In Israele il governo ha appena mandato una raccomandazione alla Knesset, il parlamento, perché venga innalzata l’età legale per acquistare alcolici dai 18 ai 21 anni. Il nuovo limite di età fa parte di una serie di provvedimenti che il ministro per le sicurezza pubblica, Yitzhak Aharonovitch, sta promuovendo in seno a una campagna di sensibilizzazione al problema dell’alcolismo. Fin qui nessuna stranezza, negli stessi Usa bisogna avere 21 anni per acquistare alcolici.

Una precisazione. Tutti i cittadini israeliani, al compimento del diciottesimo anno, hanno il dovere di prestare il servizio militare, due anni per le ragazze e tre per i ragazzii. Tutti i coscritti hanno un fucile d’assalto, M-16, che viene loro assegnato nei primi mesi della leva e dal quale non si possono separare fino al congedo. Questi giovani militari si accompagnano sempre con il loro M-16 anche mentre non sono in servizio. Ricordo diverse feste in cui qualche ragazzo si presentava in uniforme e con il proprio fucile, questo mi era sembrato molto pericoloso infatti cosa sarebbe potuto accadere se il militare avesse alzato il gomito, ma il governo israeliano ha disinnescato una situazione pericolosa, d’ora in poi alle feste ci saranno fucili e niente più birre. Grazie!

domenica 20 dicembre 2009

Fango rubato

Il modo migliore di iniziare un blog è quello di metterci una foto di una bella donnina famosa, magari con un’ampia scollatura. Così spiegato il perchè della foto.

Da qualche anno nel settore delle creme di bellezza una ditta israeliana, l’Ahava, si è ritagliata uno spazio degno di nota.
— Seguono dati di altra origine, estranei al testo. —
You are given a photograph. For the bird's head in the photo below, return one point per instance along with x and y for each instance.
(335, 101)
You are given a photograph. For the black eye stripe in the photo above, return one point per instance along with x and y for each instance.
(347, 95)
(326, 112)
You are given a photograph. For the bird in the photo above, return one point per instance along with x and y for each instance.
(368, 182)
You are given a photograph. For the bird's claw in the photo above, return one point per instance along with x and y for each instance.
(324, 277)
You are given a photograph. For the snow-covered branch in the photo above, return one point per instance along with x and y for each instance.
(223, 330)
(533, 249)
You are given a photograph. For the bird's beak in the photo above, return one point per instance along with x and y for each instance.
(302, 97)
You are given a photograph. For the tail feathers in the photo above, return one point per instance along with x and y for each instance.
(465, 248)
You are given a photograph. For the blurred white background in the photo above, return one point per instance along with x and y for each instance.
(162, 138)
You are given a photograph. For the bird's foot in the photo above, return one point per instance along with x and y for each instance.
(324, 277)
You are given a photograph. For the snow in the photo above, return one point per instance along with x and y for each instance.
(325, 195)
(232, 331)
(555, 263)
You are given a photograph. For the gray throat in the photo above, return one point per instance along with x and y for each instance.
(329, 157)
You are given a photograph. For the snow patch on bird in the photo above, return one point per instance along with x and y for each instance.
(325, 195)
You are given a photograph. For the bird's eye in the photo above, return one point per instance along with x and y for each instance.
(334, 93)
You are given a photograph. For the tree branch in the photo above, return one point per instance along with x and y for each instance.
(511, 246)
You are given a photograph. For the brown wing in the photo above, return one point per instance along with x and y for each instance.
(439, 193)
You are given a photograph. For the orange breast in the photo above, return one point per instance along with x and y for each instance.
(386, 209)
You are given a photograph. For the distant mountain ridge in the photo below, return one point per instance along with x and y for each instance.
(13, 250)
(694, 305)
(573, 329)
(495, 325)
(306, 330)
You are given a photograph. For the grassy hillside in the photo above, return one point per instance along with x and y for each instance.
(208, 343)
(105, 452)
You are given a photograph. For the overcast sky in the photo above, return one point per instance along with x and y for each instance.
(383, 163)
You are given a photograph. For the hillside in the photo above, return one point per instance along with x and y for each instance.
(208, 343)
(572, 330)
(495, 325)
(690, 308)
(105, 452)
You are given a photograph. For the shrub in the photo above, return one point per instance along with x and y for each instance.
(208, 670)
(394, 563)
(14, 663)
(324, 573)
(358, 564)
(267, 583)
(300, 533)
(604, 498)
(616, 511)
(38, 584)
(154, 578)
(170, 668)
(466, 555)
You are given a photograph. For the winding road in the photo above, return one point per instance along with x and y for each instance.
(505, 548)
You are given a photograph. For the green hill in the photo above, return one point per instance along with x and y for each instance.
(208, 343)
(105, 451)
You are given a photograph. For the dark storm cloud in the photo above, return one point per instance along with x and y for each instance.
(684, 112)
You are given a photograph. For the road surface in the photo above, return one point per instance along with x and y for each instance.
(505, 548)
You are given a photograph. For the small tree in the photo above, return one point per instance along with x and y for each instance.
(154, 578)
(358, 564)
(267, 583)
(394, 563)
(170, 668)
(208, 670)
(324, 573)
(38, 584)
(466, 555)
Le creme sono prodotte per la quasi totalità nei pressi del Mar Morto, in una zona che, secondo tutte le raccomandazioni delle Nazioni Unite, dovrebbe essere sotto il controllo dell’Autorità Palestinese. La politica israeliana non ha mai considerato vincolanti le posizioni dell’Onu, quindi ha lasciato che Ahava si installasse in territorio palestinese e ne sfruttasse le risorse senza versare alcun risarcimento per questo.

E qui veniamo alla Charlotte di Sex and the City, Kristin Davis, che a inizio agosto è stata rimossa dall’incarico di portavoce dall’ong umanitaria Oxfam dopo che la stessa Davis ha firmato un contratto milionario per diventare testimonial della ditta israeliana. Per continuare la scalata nel difficile settore della creme di bellezza, in autunno l’Ahava ha stipulato un accordo con Sephora e in questi giorni di frenetici acquisti pre-natalizi i flaconi provenienti dal Mar Morto si trovano sugli scaffali del noto magazzino francese. Se vedete qualcuno pronto all’acquisto fategli notare che sta per pagare –carissimo- del fango che l’Ahava ha rubato.